A Martin Scorsese masterstroke: The art of silence
For someone like Martin Scorsese, who is often regarded as one of the most important and significant filmmakers in all of cinema history, he has spent an entire lifetime making movies that are sure to stand the test of time. Now aged 77 and still going strong, Scorsese continues to work passionately on new projects—his latest feature being the sociopolitical-horror film The Irishman which was released last year.
A staunch cinema-lover apart from being one of the trailblazers of the New-Hollywood movement, Scorsese recounts several films and filmmakers being his inspiration growing up. John Cassavetes—the pioneer of American independent cinema—whose films are characterised by chatty and improvisational dialogues, heavily influenced Scorsese’s scripts and production and advised him to “make films about what you know”. Owing to his Italian roots, he also named ‘Italian Neorealism’ and, subsequently, the works of Roberto Rossellini and Vittorio De Sica amongst various other as substantial in his growth as a filmmaker.

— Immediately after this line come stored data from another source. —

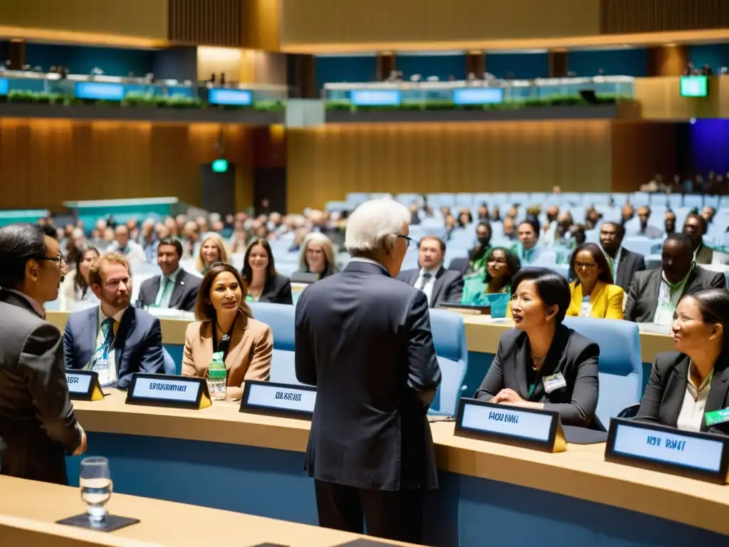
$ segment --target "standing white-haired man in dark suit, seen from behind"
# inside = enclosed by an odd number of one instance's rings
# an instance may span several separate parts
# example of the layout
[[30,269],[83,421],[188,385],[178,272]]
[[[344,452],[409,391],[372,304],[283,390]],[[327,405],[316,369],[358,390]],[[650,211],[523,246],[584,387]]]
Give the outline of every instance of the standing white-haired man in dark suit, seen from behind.
[[351,261],[296,307],[296,376],[316,386],[305,469],[319,525],[421,543],[437,488],[426,413],[440,384],[428,299],[396,278],[410,212],[390,199],[349,217]]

Scorsese, who eventually won the Academy Award for Best Director for his 2006 film The Departed after several previous nominations, has since gone on to make numerous other features in a vast oeuvre—with stylistic contrasts that range from the controversial The Last Temptation of Christ to the 19th century Daniel Day-Lewis starring romantic-drama The Age of Innocence.
Thematic motifs like religious guilt, political corruption, and inevitably the Italian-American identity are present in most of his films; Scorsese is also renowned for several of his recurring filmmaking techniques. These include the use of slow motion, freeze frames, rapid editing and dynamic camera movements. However, one of the less-discussed of his cinematic masterstrokes, which can be seen in almost all of his films with varying degrees of implementation is that of intentional silence.
This fascination of his with the lack of sound and music – silence – reached its culmination with the production of his 2016 drama-epic Silence, which starred the likes of Andrew Garfield, Liam Neeson and Adam Driver. When questioned about the film, Scorsese had some very interesting things to say: “As you get older, ideas go and come. Questions, answers, loss of the answer again and more questions, and this is what really interests me. Yes, the cinema and the people in my life and my family are most important, but ultimately as you get older, there’s got to be more… Silence is just something that I’m drawn to in that way. It’s been an obsession, it has to be done… it’s a strong, wonderful true story, a thriller in a way, but it deals with those questions.”
This perhaps stands equally true for him, as well as his obsession with the all-important “art of silence.”